Cut the kitchen chaos
The kitchen is a common spot for sensory overload. It’s a room full of scents, sounds, and, often, bright colours. “Walk in and ask yourself how each of your senses is engaged. If all five senses are in overdrive, look for ways to shift the balance. Repaint it a more soothing colour, add some cushier textures with a throw rug and cushions, or turn on some soft music instead of a kitchen television,” Wilson says.
“It can also be a matter of making sure that space is designed for the activities that actually happen there,” says Sylvia Sepielli, the award-winning consultant behind the Mii Amo spa in Sedona, Arizona; Spa Ojai in Ojai, California; and Spa Grande at Wailea Resort in Maui, Hawaii. If the kids are doing their homework on the same counter where you’re cooking dinner and checking your laptop, it might be time to assign separate kitchen spaces for some of these tasks.
Use space wisely
Something you never see in a spa (where every square foot is meticulously conceived and executed) but often see in homes is a misused or underutilized room. “The classic example is the unused home gym,” Sepielli says. “People buy exercise equipment and don’t want to look at it, so they stick it in an out-of-the-way room they never want to go into.”
Other common examples are too-formal dining or living rooms that sit gathering dust while waiting for the china-and-crystal dinner party that almost never happens. “Your home should facilitate how you really live; otherwise, it’s an obstacle to your lifestyle, which is a huge stressor in itself,” Sepielli says. “So if you really want to exercise while chatting with your husband who wants to sit at the computer or read, you should have a room that caters to those needs.” And she speaks from experience.
Sepielli and her husband turned one room in their home into the “Renaissance room,” a combination gym-library office where the family gathers to do all of their favourite things while spending time together. “It completely works for us,” she says.

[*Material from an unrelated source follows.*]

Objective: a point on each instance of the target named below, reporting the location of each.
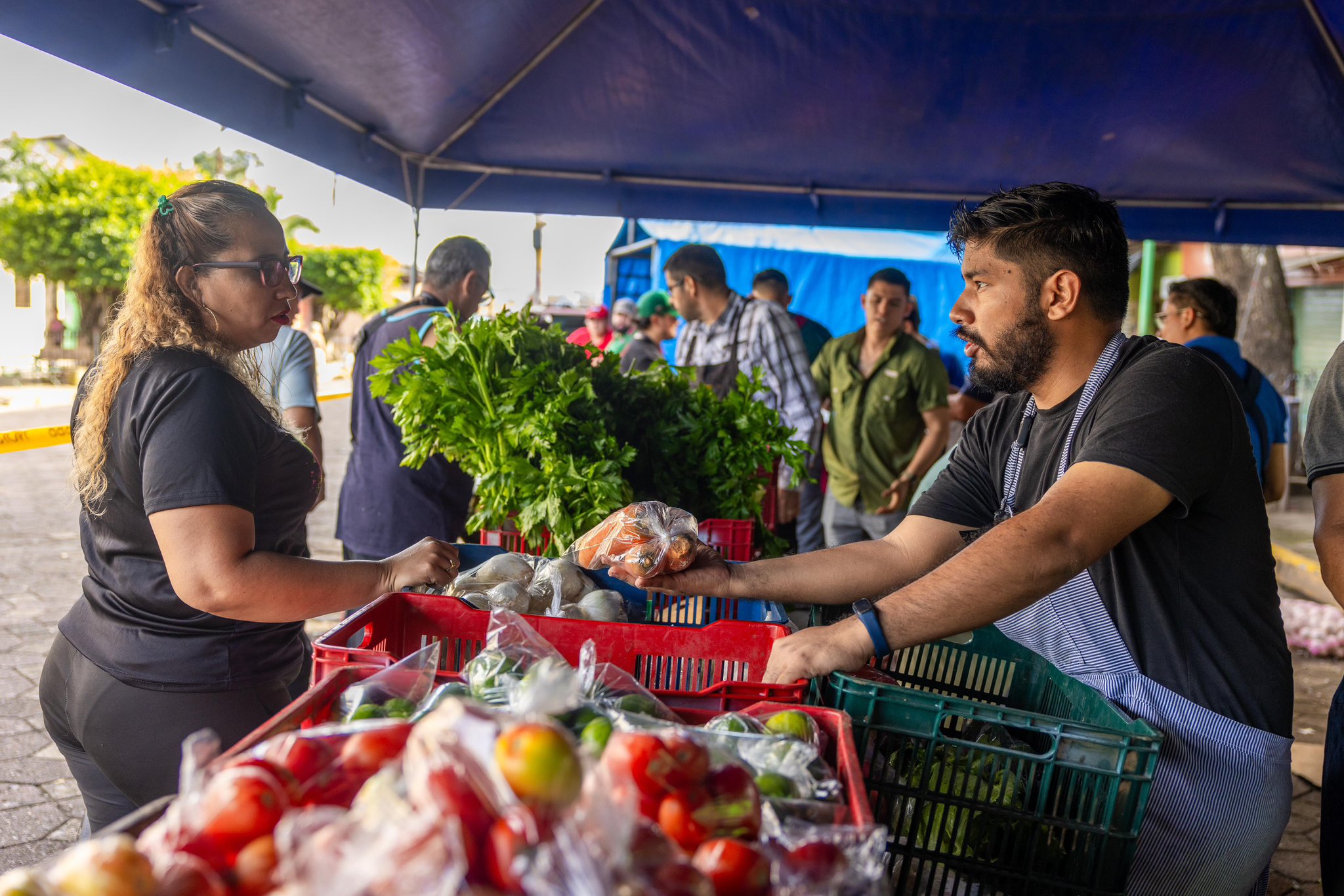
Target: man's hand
(812, 653)
(898, 495)
(709, 575)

Ask yourself if every room in your home is catering to a real need. If it’s not, repurpose it. Why can’t you have a conservatory, an art gallery, a library, or a yoga studio? Imagine the space you’d love to have and claim it.
Upgrade the view
At a spa, it seems like every guest room comes with a view. That’s because there’s a designer who made sure it did. “Every window is a framed view, so it should be framing something that has purpose,” McAdams says. If you’re gazing into a framed view of your neighbour’s den, a treeless driveway, or an alley, you’re assigning those not-so-pleasing visuals much more important in your life than they deserve.
“Try to make the view fit the mood of the room,” he says. Place a window-box herb garden in front of a kitchen window, hang sheers to soften the view from your bedroom, or strategically place a lounge chair in your yard so that you’ll feel as if you’re living in a resort every time you catch a glimpse of it out the window.

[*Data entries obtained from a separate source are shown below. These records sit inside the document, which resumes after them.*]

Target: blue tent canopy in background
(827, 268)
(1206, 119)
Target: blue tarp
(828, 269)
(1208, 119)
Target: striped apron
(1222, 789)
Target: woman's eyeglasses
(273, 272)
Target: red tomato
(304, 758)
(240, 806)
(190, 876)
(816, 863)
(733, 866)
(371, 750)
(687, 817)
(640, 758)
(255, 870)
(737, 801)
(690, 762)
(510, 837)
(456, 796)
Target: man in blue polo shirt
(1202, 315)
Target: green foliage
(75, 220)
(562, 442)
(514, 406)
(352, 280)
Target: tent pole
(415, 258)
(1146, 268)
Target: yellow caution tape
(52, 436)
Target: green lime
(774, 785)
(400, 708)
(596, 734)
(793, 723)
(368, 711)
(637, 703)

The feeling of always seeing something pleasant will have positive cumulative effects. “You’ve created a little moment of magic for yourself,” Cary Collier says. “And those little moments add up.”
Don’t be dim
Whether it’s a basement, a small powder room, or a narrow hallway, almost everyone has someplace in their home that’s too dark, dim, and devoid of natural light. “A great technique for dark windowless rooms is to combine some layered lighting and a mirror,” McAdams says. “The reflection makes the light move and sparkle. It mimics the effect of sunlight.” You can’t underestimate the soothing and inviting effect of a well-lit space.
Make it comfy
How inviting are the comfortable spots in your home? And do you have enough of them? “I think we all have a seat in our home that everyone rushes for,” Collier says. “You should have more than one of those places.”
The trick, again, is layering. “We just keep adding until we can’t think of another way to improve the feel. So each of our beds has silky sheets, several pillows in varying degrees of firmness, a fantastic duvet, cashmere throws, a pillow-top mattress,” Wilson says.
And you don’t want to stop with the obvious places like the couch, the bed, or the guest room. “Your home should be filled with very comfortable spaces,” Wilson says. “We found these wonderful throws to put at the foot of each bed and decided we shouldn’t reserve them for the bedrooms. So we placed them all around the spa—on sofas, chairs, in waiting areas. They were a huge hit.”